プロジェクト1:原爆被爆者における放射線関連クローン造血の評価

要約

加齢の過程で発生し得るクローン造血は、造血器腫瘍および心血管疾患のリスク増加に関係している。放射線被曝がクローン造血発生に及ぼす長期的影響について次世代シーケンス(NGS)解析を用いて検討した調査はまだない。このプロジェクトでは、数十年前に高線量(>1 Gy)に被曝した原爆被爆者では、特にTET2とDNMT3Aなどのエピジェネティック修飾遺伝子およびTP53やPPM1DなどのDNA損傷応答遺伝子における反復体細胞変異によりクローン造血が促進されるという仮説を立てた。
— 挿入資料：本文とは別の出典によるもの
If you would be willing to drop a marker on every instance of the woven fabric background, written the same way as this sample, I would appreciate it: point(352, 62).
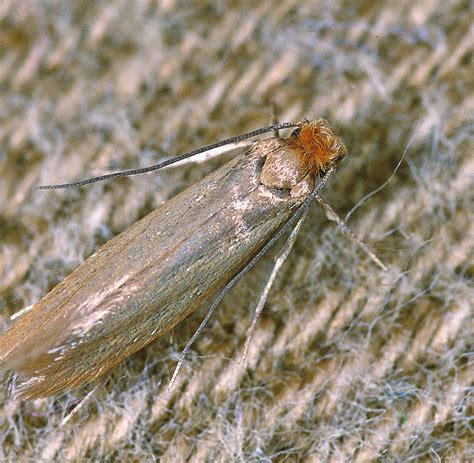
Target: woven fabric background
point(347, 363)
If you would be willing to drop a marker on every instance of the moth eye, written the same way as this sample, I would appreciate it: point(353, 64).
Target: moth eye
point(296, 133)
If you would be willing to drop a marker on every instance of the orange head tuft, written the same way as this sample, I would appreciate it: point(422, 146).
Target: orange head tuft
point(317, 147)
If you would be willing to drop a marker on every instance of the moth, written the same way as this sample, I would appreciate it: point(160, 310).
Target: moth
point(148, 278)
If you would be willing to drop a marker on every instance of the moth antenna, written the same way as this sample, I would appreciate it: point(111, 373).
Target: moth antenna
point(167, 162)
point(350, 233)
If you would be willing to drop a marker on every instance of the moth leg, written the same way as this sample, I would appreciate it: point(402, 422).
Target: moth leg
point(279, 260)
point(299, 215)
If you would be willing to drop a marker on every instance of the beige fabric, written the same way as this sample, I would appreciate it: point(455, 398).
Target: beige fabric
point(347, 363)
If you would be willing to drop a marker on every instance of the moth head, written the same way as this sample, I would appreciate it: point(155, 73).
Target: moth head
point(317, 146)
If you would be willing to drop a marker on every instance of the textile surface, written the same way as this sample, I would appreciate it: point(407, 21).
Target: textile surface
point(347, 363)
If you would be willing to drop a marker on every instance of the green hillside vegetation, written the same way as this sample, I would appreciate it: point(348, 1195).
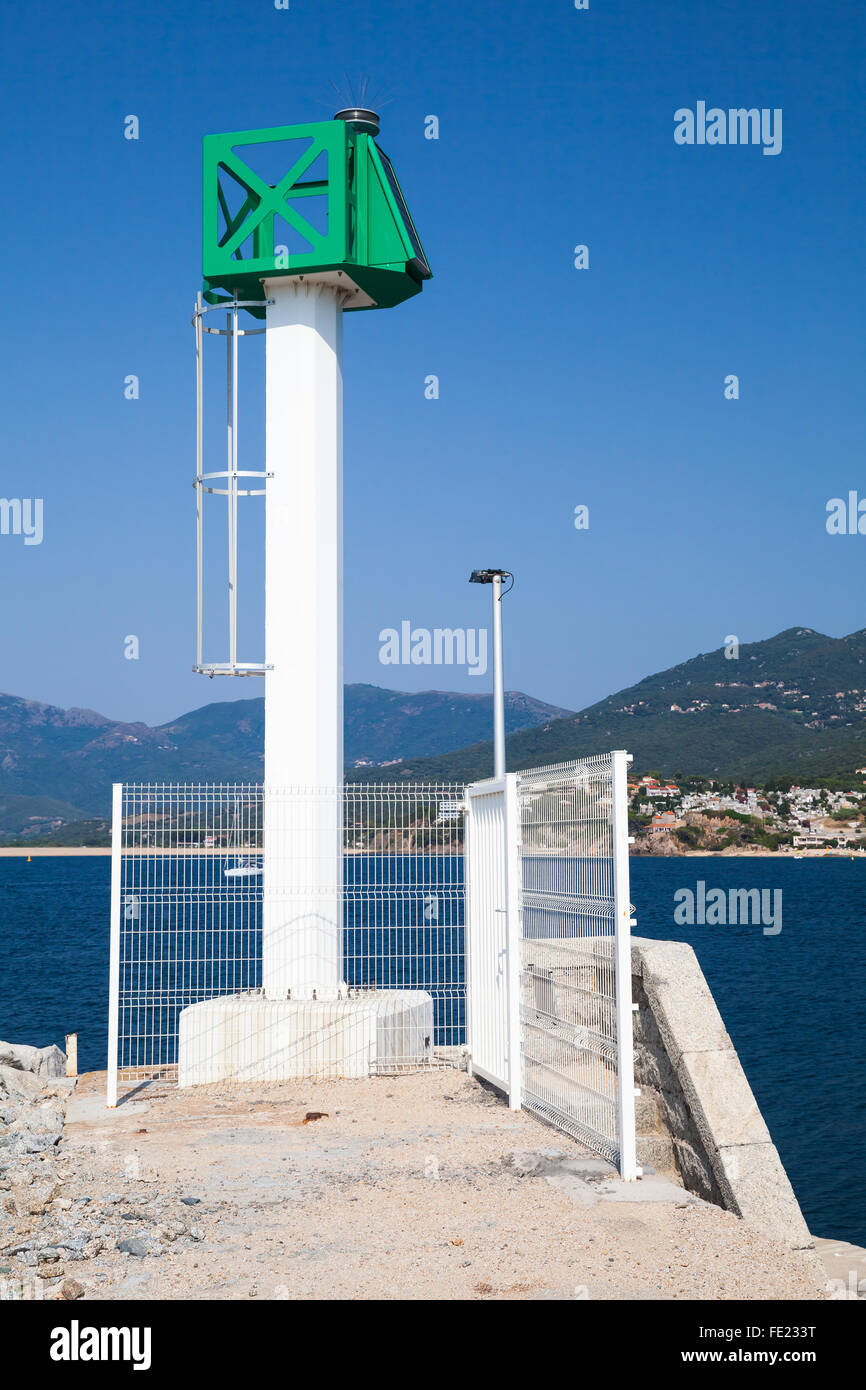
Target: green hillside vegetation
point(811, 730)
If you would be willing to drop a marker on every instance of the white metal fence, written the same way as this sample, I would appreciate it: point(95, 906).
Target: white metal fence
point(492, 901)
point(186, 898)
point(538, 984)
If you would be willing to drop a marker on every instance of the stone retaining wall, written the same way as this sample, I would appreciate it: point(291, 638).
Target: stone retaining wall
point(687, 1062)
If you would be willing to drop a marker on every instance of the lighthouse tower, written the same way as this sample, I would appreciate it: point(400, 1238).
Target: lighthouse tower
point(300, 225)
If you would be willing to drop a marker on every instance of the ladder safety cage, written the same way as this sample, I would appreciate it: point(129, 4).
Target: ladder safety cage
point(209, 483)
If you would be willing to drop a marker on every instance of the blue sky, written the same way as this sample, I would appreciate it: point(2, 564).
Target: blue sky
point(558, 387)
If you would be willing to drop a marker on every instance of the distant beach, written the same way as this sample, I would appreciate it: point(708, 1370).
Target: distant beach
point(45, 851)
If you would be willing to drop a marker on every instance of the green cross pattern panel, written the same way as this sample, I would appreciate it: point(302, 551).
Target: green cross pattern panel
point(296, 199)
この調査では、原爆被爆者の保存血液細胞を用いてNGS解析を行い、体細胞変異を伴うクローン造血について評価する。T細胞受容体(TCR)ディープシーケンス解析は造血幹細胞(HSC)の関与しないT細胞クローン性増殖を特定することが可能であり、T細胞由来の反復変異がNGSを用いたクローン造血評価に含まれるのを避けるため、TCRディープシーケンス解析も同じ試料で実施する。さらに、高線量被曝者(>1 Gy)および非被曝者(<5 mGy)について3つの主要なアラーミン(HMGB1、 IL-33、S100A9)の血漿レベルを測定し、放射線被曝とクローン造血との関連性について調べる。今回のNGSに基づくクローン造血評価から得られるエビデンスにより、被曝からかなり後での放射線被曝者におけるがん及びがん以外の疾患のリスク増加の根底にある共通の分子的機序―すなわちHSC増殖に関わる体細胞変異の存在―が判明するかもしれない。